Public money has been spent on a large scale in Japan to reduce the debts incurred by many banks with several museums actively buying Western art pieces acquired by Japanese firms at exorbitant prices in the 1980's when the at market was at its peak. These firms had to mortgage hundreds of paintings, mainly by Impressionist masters, which served as guarantees with several banks to which they owed huge sums of money.
The Nihon Kezai daily lashed at Japanese authorities for spending public money to allow museums to acquire such pieces.
It said that the Museum of Ehime, due to be inaugurated in November 1998 in Matsuyama had acquired for 230 million yens a portrait by Bonnard which had been purchased by Mr Tsurumaki, a small businessman who had later turned into a crack speculator and who also made the headlines when he took possession for over US $ 50 million (7,5 billion yens) of Picasso's «Les Noces de Pierrette» painted at the turn of the century before his Autopolis Japan Company went bankrupt with debts reaching 90 billion yens.
The Contemporary Art museum of Tokyo, inaugurated in 1995, also acquired a work by German artist Anselm Kiefer «Icarius» which was previously in the collection of the Tokyo Kyowa Kumiai Associative Credit Bank which was largely responsible for the bankrupcy of one of the most important Japanese banks, the LTCB which had recovered the paintings as part of the remaining assets of the Tokyo Kyowa.
There are some 10,000 paintings stacked in the warehouses of several banking institutions.
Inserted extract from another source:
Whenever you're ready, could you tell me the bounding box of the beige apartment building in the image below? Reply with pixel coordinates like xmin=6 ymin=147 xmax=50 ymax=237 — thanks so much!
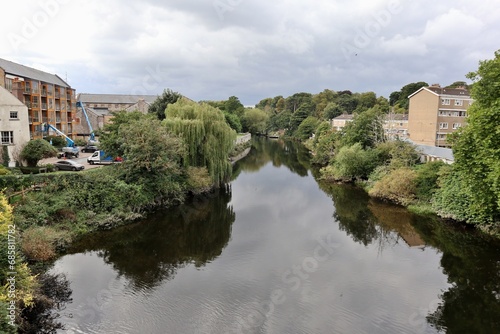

They have been estimated at about 1000 billion yens and as long as these will not find some proper owners the Japanese market will continue to remain in a state of total confusion.
There are 318 State-owned museums in Japan as as many private institutions and to resort to public money in order to find a suitable destination for so many art pieces is a hazardous task as part of the salvaging policy of Japanese banks, the daily stressed.